Today’s Cheap Knockoffs – As Good As The “Real” Thing

“To most people, counterfeiting means forged currency first and foremost. But counterfeiters are copying an ever widening range of products. For some time they have been churning out imitation designer fashion, software and CD s. Now they are copying medicines, mobile phones, food and drink, car parts and even tobacco. New technology has broadened the range of goods that are vulnerable to copying. It has dramatically improved their quality, as well as lowering their cost of production. Where once counterfeits were cheap and shoddy imitations of the real thing, today their packaging and contents (especially for digital products such as software, music CD s and film DVD s) often render them almost indistinguishable from the genuine article.”

Movie Industry Fights Copy Software

The movie industry is suing to block software that allows consumers to make copies of their DVDs. “The powerful Motion Picture Association of America argues that this type of software circumvents the anti-copying digital ‘locks’ that studios employ on DVDs, which would be illegal under the 1998 copyright law. There are typically no such locks on music CDs. The Motion Picture Association maintains that consumers aren’t permitted to make personal backups of DVDs, saying a movie buff whose disc becomes scratched needs to buy a new one.”

FCC: We Don’t Care What The Public Thinks

The FCC’s Michael Powell seems determined to deregulate media company owenership. This despite overwhelming public opposition. “Powell’s contempt for public opinion, evidenced by his scheduling of only one official hearing on the proposed rule changes, is so great that he refused invitations to nine semiofficial hearings at which other commissioners were present. The hearings drew thousands of citizens and close to universal condemnation of the rule changes. Likewise, an examination of roughly half the 18,000 public statements filed electronically with the FCC show that 97 percent of them oppose permitting more media concentration. Even media moguls Barry Diller and Ted Turner have raised objections, with Turner complaining, ‘There’s really five companies that control 90 percent of what we read, see and hear. It’s not healthy’.”

Atlanta’s New Hall

“For its new Symphony Center, the Atlanta Symphony Orchestra has approved a risky, radical interior design that departs from traditional concert halls. The unorthodox plan… features surround seating and a ceiling that moves up and down, one of the few of its kind in the world. The center — expected to open in 2008 — is intended to lift the 58-year-old orchestra up from its acoustically atrocious Symphony Hall.”

Happy With Their Choice

The Cleveland Orchestra must really like its new music director. Just a year into the Franz Welser-Möst era, the orchestra has extended the young conductor’s contract through 2012, a nearly unprecedented move obviously designed to showcase the organization’s confidence in him. Welser-Möst’s appointment was somewhat controversial, as might be expected when a young and relatively unknown conductor takes the helm of an ensemble widely regarded to be among the top five in the world. But the musicians are reportedly more than happy with Welser-Möst’s leadership, and he is now guaranteed a place in Cleveland for the next decade.

Pittsburgh Sym To Stay Home In 2004

The board of the Pittsburgh Symphony Orchestra has canceled a major European tour planned for summer 2004. The PSO’s continuing budget crisis prompted the move, and the orchestra insists that it still considers international touring to be an essential component of its mission. The PSO estimates it would have lost as much as $200,000 had the tour gone on as scheduled.

Protesting Arts Cuts In New Jersey

Some 500 arts supporters gathered in New Jersey’s state capital to protest proposed cuts in the state’s arts budget. The governor had originally proposed eliminating arts funding, but has recently suggested that half the cut might be restored. “This is a national calamity. It’s going to leave us a poorer and dumber nation. And we’re dumb enough.”

In The (Culture) Zone

A proposal in the New York state legislature would create culture zones in cities. “The program would provide for designation of culture-zone areas, and calls for tax incentives for owners to improve properties and provide low rents for artists.
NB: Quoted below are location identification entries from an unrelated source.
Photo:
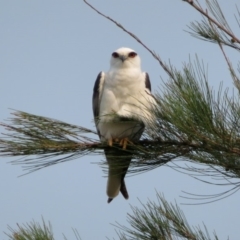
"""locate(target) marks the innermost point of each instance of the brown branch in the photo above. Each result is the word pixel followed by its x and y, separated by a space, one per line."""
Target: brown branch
pixel 165 67
pixel 199 9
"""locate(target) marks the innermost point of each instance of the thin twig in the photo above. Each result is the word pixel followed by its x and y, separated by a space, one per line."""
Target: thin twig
pixel 165 67
pixel 199 9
Local governments would receive the ability to identify specific geographic areas that would benefit from ‘enhancements to the local arts community’.”
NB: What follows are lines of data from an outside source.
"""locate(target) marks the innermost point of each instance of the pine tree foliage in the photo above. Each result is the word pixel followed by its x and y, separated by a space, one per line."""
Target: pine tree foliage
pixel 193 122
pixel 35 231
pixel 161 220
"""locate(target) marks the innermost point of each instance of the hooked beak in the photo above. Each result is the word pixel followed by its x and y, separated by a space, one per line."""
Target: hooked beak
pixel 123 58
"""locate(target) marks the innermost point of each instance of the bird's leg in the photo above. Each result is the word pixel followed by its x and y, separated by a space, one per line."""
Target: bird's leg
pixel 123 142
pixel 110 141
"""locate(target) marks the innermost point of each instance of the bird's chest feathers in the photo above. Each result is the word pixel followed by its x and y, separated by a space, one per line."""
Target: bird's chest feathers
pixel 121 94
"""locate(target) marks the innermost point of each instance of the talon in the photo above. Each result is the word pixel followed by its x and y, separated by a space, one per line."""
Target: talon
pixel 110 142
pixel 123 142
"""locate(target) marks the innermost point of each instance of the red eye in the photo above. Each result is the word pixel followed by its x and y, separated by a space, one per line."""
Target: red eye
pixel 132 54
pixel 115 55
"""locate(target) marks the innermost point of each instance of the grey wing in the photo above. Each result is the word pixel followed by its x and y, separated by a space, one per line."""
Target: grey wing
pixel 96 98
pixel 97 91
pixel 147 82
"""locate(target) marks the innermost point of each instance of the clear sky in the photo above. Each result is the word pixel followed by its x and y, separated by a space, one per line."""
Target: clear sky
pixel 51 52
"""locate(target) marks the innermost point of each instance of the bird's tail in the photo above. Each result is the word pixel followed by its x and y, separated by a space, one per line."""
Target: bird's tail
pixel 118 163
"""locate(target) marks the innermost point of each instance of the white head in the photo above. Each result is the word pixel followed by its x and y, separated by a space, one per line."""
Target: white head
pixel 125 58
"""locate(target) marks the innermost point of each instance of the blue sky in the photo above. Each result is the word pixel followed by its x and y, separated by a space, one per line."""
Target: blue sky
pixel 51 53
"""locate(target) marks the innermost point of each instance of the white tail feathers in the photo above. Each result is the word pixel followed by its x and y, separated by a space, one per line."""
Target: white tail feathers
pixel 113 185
A New Museum With Something To Say

The Dia Foundation’s new outpost in beacon, an hour north of New York City, “changes the landscape for art in Ameria” writes Michael Kimmelman. “The museum, the largest one yet for contemporary art, enshrines part of a generation of big-thinking artists in a former Nabisco factory, a building with nearly a quarter of a million square feet of plain exhibition space.”

LA’s New Disney Hall – Could It Be Great?
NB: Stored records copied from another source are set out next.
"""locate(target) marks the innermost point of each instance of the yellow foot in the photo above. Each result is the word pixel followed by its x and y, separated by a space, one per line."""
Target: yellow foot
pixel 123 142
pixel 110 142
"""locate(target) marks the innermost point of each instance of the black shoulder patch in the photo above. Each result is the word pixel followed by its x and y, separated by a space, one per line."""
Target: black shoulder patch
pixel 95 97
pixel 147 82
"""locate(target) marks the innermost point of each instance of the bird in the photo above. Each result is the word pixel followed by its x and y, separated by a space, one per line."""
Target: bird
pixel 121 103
“After 16 troubled years and a seemingly endless series of setbacks and reverses, the Frank Gehry-designed Walt Disney Concert Hall, which many predict will be one of the world’s greatest concert halls, is at last on target for its twice-postponed dedication, now scheduled for October 23. The gloriously dramatic, undulating expanse of shimmering stainless steel is finally almost completed, gleaming on a 3.6-acre city block at the corner of Grand and First Streets in the centre of Los Angeles. It is expected to become a landmark which will bring new life and vitality to the area as well as providing a striking addition to the city’s cultural and architectural landscape and a new home for the Los Angeles Philharmonic.”